A former FBI informant, Alexander Smirnov, charged with fabricating a multimillion-dollar bribery scheme involving US President Joe Biden’s family, is set to appear in a California federal court on Monday. The court will consider whether he must remain behind bars while he awaits trial.
Special counsel David Weiss’s office is urging US District Judge Otis Wright II to keep Smirnov in jail, arguing that the man, who claims to have ties to Russian intelligence, is likely to flee the country.
Last week, a different judge released Smirnov from jail on electronic GPS monitoring.

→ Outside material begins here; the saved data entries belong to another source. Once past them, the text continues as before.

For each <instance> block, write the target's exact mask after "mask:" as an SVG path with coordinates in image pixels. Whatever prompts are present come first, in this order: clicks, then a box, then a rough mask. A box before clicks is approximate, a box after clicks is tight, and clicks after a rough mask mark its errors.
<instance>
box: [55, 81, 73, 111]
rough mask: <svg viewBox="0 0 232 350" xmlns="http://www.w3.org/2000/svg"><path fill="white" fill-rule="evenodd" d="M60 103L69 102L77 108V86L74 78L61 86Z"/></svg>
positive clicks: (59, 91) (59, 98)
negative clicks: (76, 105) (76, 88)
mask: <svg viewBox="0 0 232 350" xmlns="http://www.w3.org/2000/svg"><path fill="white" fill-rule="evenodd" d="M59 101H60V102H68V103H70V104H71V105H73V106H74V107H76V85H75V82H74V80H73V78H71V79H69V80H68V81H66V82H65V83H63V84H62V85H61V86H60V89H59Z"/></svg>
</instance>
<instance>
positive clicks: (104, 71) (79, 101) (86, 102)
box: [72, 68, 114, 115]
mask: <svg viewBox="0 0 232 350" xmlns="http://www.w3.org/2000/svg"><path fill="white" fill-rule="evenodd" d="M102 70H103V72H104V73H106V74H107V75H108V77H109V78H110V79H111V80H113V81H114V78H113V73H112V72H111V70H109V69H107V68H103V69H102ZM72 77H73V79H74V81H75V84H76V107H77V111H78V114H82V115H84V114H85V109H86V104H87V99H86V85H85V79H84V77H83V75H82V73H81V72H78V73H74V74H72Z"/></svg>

However, Judge Wright ordered Smirnov to be rearrested after prosecutors asked to reconsider his detention.
Wright stated in a written order that Smirnov’s lawyers’ efforts to free him were “likely to facilitate his absconding from the United States.”
In response, Smirnov’s lawyers filed an emergency petition with the 9th US Circuit Court of Appeals, arguing that Wright did not have the authority to order Smirnov’s re-arrest.
The defense also criticized what they described as “biased and prejudicial statements” from Wright, insinuating that Smirnov’s lawyers were acting improperly by advocating for his release.
Smirnov is charged with falsely informing his FBI handler that executives from the Ukrainian energy company Burisma had paid US President Biden and his son Hunter Biden $5 million each around 2015. This claim became central to the Republican impeachment inquiry of US President Biden in Congress.